Why do apartments bring schools more students than expected? Dist. 204 wants to know
When new apartments or townhouses are built in Indian Prairie Unit District 204, the schools often see more new students than expected.
City planners in Naperville and Aurora -- the two major cities that feed the district -- use "generation tables" to predict the number of students who will live at each new subdivision and to charge impact fees accordingly.
But those tables often underestimate the number of students who come into the district from multifamily developments, said Jay Strang, chief school business official.
Take two examples of recent construction: Railway Plaza, with 191 one-bedroom and 226 two-bedroom apartments in Naperville, and Lehigh Station, with 264 three-bedroom townhouses in Aurora.
Based on Naperville's generation tables, Railway Plaza was expected to bring 40 new students. District 204's enrollment mapping software shows it brought 211, as of last school year, Strang said.

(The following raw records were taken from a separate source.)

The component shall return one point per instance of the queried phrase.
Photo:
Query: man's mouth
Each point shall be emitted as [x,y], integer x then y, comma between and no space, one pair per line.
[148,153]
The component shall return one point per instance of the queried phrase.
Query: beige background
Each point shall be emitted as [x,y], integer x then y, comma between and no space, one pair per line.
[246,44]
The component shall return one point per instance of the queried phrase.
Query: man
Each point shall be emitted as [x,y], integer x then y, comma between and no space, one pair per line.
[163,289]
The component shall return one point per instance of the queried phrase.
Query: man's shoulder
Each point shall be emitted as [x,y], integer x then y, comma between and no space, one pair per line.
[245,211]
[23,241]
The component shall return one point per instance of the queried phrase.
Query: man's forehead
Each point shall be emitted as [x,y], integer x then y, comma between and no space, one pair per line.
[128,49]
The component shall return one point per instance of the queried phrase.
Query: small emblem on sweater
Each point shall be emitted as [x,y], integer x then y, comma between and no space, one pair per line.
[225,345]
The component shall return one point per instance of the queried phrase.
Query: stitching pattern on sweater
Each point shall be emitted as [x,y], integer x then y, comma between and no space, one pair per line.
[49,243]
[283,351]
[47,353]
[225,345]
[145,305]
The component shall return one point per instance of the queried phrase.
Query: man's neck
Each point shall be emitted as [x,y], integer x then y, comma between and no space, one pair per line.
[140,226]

Lehigh Station was expected to generate 50 new students. It resulted in 191, he said.
When more students arrive than expected, not only does the district lose out on potential cash from developer impact fees, school board member Mark Rising said, but it also isn't able to plan as well for higher populations at certain schools.
"Right now, the largest impact is that folks aren't recognizing that we're getting more kids than the tables suggest, and we've got to make accommodations in our schools to house more kids," Strang said. "Our goal is to raise awareness and work with the cities to understand the true impact of all the kids that come to Indian Prairie School District."

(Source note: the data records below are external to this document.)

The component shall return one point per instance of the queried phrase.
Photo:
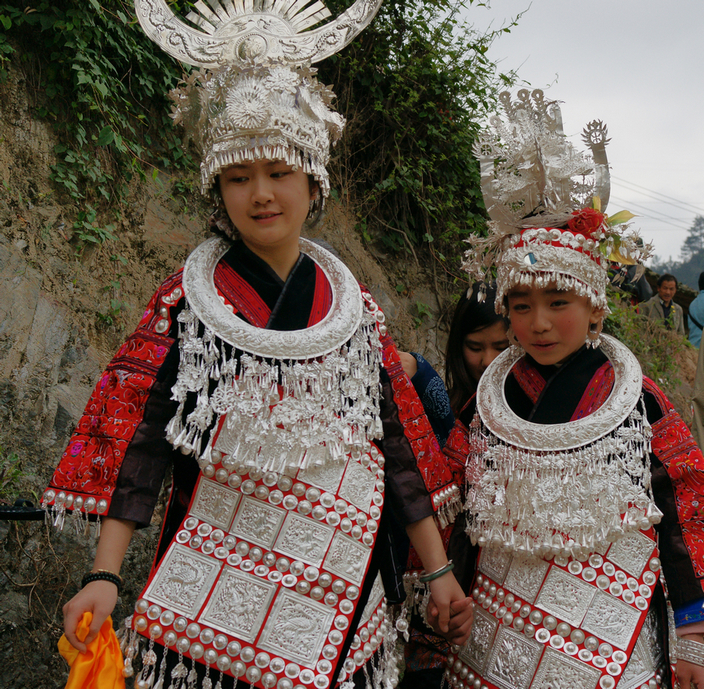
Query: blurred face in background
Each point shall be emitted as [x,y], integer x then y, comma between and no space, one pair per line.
[667,290]
[481,347]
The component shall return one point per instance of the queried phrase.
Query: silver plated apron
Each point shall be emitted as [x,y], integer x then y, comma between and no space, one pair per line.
[564,623]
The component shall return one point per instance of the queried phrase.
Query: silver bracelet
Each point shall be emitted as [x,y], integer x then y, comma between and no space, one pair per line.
[426,577]
[691,651]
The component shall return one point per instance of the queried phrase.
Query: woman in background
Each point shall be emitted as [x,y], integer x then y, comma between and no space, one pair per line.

The district has commissioned a $43,500 study by RSP & Associates, a Kansas-based enrollment consulting firm, to analyze housing and enrollment trends in hopes of persuading Naperville and Aurora officials to update their student generation formulas. The formulas last were set in 2010 based on data from a 2000 study, and school board member Justin Karubas said economic changes during the past decade prove it's time for them to be refreshed again.
The District 204 population is declining, with roughly 300 fewer students enrolled than at this time last year, Superintendent Karen Sullivan said during a school board meeting Monday. But the decline is occurring unevenly, Strang said, leading to crowded conditions in north-side schools -- where multifamily housing is more prevalent -- and extra space on the south side, where new construction largely has brought single-family homes.

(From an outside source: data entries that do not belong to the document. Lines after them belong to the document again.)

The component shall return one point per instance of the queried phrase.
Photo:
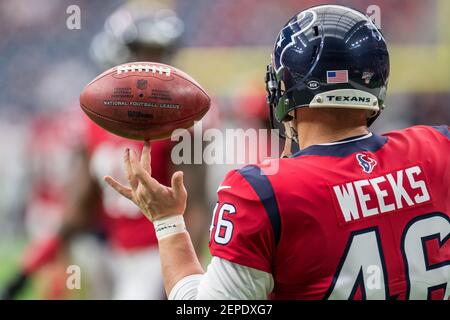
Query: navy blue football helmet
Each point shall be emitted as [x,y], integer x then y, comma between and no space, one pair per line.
[327,56]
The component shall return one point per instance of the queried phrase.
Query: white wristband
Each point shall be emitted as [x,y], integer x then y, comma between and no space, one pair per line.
[169,226]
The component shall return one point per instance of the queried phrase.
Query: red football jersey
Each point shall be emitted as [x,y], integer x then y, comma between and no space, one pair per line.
[363,218]
[125,226]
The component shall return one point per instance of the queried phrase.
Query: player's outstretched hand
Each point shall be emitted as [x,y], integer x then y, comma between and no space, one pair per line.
[155,200]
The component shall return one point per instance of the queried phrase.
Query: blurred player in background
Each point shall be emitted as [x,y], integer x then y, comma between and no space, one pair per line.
[352,215]
[135,32]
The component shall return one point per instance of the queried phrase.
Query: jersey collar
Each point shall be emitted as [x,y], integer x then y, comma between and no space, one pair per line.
[343,148]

Because of that uneven distribution, the district recently sent Naperville officials a letter of opposition regarding Lincoln at CityGate Centre, a 285-unit apartment complex approved for the city's northwest side, but it did not oppose the Towns at Naperville Crossings, a 55-unit cluster of townhouses pending city council approval for the southern portion of the district at Route 59 and 95th Street.
The housing and enrollment study by RSP & Associates is expected to be complete by this winter, Strang said. Then, district officials plan to bring it to planning staff members in Naperville and Aurora, who will review its methodology and findings before elected officials could begin discussions about whether the student generation tables need to be updated.
So far, Strang said, staff members have been open to considering adjustments. But that could change if the report finds officials should continue to expect high numbers of students from apartments, condos and townhouses, and if it suggests they should charge developers accordingly.
"I can only surmise if you're going to increase the fees on developers, that's going to be a problem," Strang said.
Officials said District 204 will protect student privacy as the housing and enrollment study is completed. Only the number of students by grade level in each subdivision will be shared with RSP & Associates, Strang said -- no personal or identifying information.